Monday, March 11, 2013

The Bad Samaritan


Jesus replied and said, “A man was going down from Jerusalem to Jericho, and fell among robbers, and they stripped him and [a]beat him, and went away leaving him half dead. And by chance a priest was going down on that road, and when he saw him, he passed by on the other side. Likewise a Levite also, when he came to the place and saw him, passed by on the other side. --Luke 10:30-32 (NASB)
How can it be that despite the pleas of an incredulous 911 operator trying to elicit a twinge of human compassion, a trained nurse stood by and watched 87-year-old Lorraine Bayless suffer a heart attack, collapse and die?
When people lack internal character, compassion and common sense, they relate only to external rules. The Glenwood Gardens retirement community’s stonyhearted “no CPR” policy provided the Bad Samaritan nurse just the cover she needed to absolve herself of refusing to rescue a fellow human being in distress.

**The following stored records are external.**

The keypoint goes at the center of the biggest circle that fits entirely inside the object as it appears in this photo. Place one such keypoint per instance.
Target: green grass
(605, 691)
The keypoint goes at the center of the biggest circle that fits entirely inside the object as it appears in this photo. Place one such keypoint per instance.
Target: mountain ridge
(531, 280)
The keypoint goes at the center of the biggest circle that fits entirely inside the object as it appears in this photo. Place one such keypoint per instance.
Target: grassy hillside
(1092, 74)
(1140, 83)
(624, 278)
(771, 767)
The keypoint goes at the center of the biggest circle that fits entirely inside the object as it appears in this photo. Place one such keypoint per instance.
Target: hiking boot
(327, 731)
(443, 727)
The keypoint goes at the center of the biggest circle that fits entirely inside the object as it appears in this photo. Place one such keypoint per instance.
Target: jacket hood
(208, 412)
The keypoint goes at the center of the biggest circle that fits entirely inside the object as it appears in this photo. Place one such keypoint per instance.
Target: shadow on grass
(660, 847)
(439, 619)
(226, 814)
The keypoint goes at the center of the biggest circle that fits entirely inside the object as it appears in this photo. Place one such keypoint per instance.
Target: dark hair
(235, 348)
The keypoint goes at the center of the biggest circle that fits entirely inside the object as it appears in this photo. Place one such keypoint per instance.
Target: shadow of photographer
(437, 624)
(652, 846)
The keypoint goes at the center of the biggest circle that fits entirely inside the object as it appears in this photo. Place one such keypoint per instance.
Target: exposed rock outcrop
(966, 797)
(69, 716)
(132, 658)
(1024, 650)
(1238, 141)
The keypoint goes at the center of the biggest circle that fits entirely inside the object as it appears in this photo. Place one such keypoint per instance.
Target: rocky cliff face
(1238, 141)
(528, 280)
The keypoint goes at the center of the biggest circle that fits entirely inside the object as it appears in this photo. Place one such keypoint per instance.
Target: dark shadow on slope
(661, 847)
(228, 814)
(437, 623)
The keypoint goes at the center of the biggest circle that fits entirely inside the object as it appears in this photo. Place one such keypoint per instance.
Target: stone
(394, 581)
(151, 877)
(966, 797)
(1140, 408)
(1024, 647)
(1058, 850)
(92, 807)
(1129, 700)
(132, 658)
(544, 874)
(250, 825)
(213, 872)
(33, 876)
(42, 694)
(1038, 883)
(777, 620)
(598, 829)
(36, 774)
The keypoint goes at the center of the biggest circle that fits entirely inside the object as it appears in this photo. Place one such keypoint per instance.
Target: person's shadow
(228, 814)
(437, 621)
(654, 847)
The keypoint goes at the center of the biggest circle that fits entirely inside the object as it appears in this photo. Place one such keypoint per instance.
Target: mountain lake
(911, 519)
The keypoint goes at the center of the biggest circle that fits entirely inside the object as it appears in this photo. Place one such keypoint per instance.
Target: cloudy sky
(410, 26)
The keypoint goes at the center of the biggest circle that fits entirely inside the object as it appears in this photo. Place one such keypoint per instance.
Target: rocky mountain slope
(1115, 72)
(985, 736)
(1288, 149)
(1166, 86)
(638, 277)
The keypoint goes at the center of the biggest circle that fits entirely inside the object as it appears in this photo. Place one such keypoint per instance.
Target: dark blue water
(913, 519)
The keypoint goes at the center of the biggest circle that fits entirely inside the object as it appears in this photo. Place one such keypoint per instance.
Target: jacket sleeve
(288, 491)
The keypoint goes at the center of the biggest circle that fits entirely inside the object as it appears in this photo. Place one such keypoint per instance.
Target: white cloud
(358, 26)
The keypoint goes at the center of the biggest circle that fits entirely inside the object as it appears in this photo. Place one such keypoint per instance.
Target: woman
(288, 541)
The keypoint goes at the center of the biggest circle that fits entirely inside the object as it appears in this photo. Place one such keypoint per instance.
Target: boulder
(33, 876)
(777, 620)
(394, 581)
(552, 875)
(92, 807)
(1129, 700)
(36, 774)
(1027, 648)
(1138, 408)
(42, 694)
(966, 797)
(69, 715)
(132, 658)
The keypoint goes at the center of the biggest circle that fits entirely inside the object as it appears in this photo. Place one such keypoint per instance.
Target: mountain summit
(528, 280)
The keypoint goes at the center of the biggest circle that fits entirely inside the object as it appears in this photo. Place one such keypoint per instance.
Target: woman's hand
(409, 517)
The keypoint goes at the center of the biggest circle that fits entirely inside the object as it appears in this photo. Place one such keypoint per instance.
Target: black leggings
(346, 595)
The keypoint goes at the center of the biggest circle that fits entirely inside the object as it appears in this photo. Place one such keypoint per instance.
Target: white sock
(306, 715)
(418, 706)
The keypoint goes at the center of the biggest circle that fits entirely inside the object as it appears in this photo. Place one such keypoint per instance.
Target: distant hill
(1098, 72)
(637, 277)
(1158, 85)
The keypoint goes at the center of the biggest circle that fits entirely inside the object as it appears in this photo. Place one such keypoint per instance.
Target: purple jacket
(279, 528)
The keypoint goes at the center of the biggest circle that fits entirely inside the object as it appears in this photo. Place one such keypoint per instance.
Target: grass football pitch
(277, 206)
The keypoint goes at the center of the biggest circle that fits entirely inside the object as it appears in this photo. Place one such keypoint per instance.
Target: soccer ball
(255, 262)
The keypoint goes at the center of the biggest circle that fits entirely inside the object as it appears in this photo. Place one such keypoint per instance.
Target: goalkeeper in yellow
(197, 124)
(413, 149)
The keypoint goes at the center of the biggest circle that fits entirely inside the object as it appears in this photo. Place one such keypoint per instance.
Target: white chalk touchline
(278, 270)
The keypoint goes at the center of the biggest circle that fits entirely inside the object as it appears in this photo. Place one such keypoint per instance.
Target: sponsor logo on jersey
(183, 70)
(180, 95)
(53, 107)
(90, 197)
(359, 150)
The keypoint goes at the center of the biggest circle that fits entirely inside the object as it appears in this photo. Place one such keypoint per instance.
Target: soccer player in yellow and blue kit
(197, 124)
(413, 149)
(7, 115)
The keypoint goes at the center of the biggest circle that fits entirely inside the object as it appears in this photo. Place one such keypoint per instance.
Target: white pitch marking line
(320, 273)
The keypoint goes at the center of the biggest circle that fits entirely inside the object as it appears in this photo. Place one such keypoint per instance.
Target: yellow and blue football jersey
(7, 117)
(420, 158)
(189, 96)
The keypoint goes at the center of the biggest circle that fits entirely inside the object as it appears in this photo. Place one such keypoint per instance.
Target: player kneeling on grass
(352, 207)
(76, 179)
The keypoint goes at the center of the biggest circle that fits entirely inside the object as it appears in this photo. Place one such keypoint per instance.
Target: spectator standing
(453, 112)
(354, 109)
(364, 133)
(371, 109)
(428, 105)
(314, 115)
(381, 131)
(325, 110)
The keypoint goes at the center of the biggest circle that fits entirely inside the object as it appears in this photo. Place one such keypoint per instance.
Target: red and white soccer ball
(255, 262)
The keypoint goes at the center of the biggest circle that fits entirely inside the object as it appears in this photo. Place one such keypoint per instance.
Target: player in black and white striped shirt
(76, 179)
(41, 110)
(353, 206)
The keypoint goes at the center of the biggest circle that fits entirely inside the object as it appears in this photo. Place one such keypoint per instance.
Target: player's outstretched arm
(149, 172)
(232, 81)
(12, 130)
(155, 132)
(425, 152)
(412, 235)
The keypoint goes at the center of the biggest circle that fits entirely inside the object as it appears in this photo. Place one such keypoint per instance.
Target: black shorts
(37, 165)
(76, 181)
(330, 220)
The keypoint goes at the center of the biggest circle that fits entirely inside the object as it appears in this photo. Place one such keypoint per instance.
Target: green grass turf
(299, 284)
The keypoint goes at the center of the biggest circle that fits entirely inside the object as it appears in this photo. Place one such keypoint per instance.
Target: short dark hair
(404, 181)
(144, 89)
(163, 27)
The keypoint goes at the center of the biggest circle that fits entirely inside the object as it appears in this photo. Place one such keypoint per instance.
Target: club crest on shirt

The context of this tragedy is a scandalously under-regulated retirement community system, a health care system increasingly driven more by money than by compassion, and a society that is growing colder to the value of its older members and of life itself.
We don’t have to succumb to a society that stands by and watches the elderly die, stuffs aging parents away like discarded heirlooms and even hastens their death through euthanasia and assisted suicide. We can reverse this creeping culture of death—by visiting and caring for the elderly, enacting protective laws and regulations, and teaching our children to value human life and esteem their elders.
Unless we redeem the lives of the aged among us, we are not only imperiling the elderly today; one day we will find ourselves at the mercy of a merciless society.